Aslında pek keyfim yok gibi üzerimde hafif bir kırgınlık, günün yorgunluğu derken buna birde hava sıcaklığı eklenince gerisini siz tahmin edin…
Gecenin sessizliğini bozan bir mesaj sesi oldu…
Telefonuma doğru yöneldim. Mesajda “ keşke hiç büyümeseydik, iyi geceler. ” yazıyor. İlkokul arkadaşımdan gelen ve içinde biraz burukluk barındıran bu mesaj beni bir anda alıp çocukluğuma götürdü…
Okulun bahçesinde beyaz kurdeleli taranmış saçlar, beyaz dantelli çoraplar, siyah rugan pabuçlar, siyah önlük, beyaz yakalı hallerimizi anımsadım. Teneffüste simit kuyruğu bekleyişlerimiz, küçük cam şişelere yapılan tuz- biber ikilisinin paylaşıldığı anlar, ip atlama, seksek oynama sıraları derken o meşhur kırmızı kitabı da unutmamak gerekir.
Derste birbirimizden hızlı soru çözüp ilk doğru cevabı vermenin yarışı yapılırken, teneffüste sorulara yanlış cevap veren arkadaşlara anlamadıkları yerleri anlatıp ona: “ Sen de bu derste cevap verebilirsin” diyen kardeşlerdik bizler…
Bir de “Küs mü barış mı” yapardık çocukken, orta parmağının üzerine işaret parmağını koyarak. Karşıdaki orta parmağı işaret parmağının üzerinden çekerse, barışığız demekti bu. Çekmezse küsüz. Çocukken küslüklerimiz en fazla bir teneffüs sürerdi, bazen de derste küçük bir not kâğıdına yazılan bir iki kelime ve kenar süslemeleriyle biterdi…

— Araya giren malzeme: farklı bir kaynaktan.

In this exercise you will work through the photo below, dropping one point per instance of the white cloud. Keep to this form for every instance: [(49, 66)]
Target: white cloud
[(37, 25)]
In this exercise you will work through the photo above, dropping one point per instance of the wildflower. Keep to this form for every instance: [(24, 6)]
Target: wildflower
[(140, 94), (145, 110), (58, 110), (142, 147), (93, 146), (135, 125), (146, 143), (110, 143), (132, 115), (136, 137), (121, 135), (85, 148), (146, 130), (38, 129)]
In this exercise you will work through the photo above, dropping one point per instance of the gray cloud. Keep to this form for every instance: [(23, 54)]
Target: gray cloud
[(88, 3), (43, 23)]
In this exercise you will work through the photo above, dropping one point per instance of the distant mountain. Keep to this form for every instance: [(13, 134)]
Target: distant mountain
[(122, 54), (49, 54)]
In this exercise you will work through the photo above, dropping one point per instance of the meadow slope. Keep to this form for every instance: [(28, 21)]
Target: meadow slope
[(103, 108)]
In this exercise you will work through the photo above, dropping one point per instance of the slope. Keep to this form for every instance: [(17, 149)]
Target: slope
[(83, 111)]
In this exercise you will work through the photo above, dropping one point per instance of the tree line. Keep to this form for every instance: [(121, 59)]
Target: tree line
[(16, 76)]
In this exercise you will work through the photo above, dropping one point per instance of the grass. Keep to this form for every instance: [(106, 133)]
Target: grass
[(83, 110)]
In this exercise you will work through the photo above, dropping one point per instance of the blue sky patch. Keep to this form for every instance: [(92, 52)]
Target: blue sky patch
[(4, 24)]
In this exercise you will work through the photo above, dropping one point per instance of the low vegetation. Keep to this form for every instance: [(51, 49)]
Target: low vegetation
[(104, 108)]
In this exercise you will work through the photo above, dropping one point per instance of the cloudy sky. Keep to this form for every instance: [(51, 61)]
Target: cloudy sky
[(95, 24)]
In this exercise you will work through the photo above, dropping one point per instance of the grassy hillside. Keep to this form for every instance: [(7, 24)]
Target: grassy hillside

“Küsmek ve darılmak için bahaneler aramak yerine, Sevmek ve Sevilmek için çareler arayın…” der Mevlana Celaleddin Rumi
Artık küs mü barış mı demeye gerek duymuyor insanlar…
Küsmek istiyor ve küsüyor o kadar… En önemlisi de küslük uzadıkça birbirine öfke de artıyor. Küs kalmak küs kalmayı beceremeyen tarafı çaresiz de bırakır. Küs kalarak karşı tarafı terbiye etmeye çalışmak emin olun hiçbir işe yaramaz. Eğer ilişkide gerçek bir değişim isteniyorsa biraz çekilme yaşadıktan sonra konuşmayı başarabilmek en güzeli. Bu karşılıklı konuşmada sizi üzen şeyi karşı tarafa açık ve net bir şekilde ifade etmek en doğru olanı diye düşünüyorum.
Hayat bu kadar kısayken küsmelere gerek var mı? Bilemiyorum… Ama sevdiğinize gönül koymanızı bir noktaya kadar anlayabilirim. Gönül almasını bilen insanlar elbette ki vardır.
Bunu yapmakta zorlanıyorum diyenler için;
Bir yolun varsa gidilecek sona bırakma… Bir sözün varsa dilden yüreğe hiç susma… Görmen gerekiyorsa birini git yanına… Okşaman gereken bir yürek varsa esirgeme elini… Hayat çok zalim. An gelir.. Elini… Gözünü… Yolunu… Yüreğini alır senden… O zaman istesen de… Dokunamaz… Göremez… Gidemez… Söyleyemez olursun…
Can Yücel
Eee hala bütün bunlara rağmen sizi anlamadığını, anlayamayacağını düşünüyorsanız, kendinize sorun; niye hala ordasınız?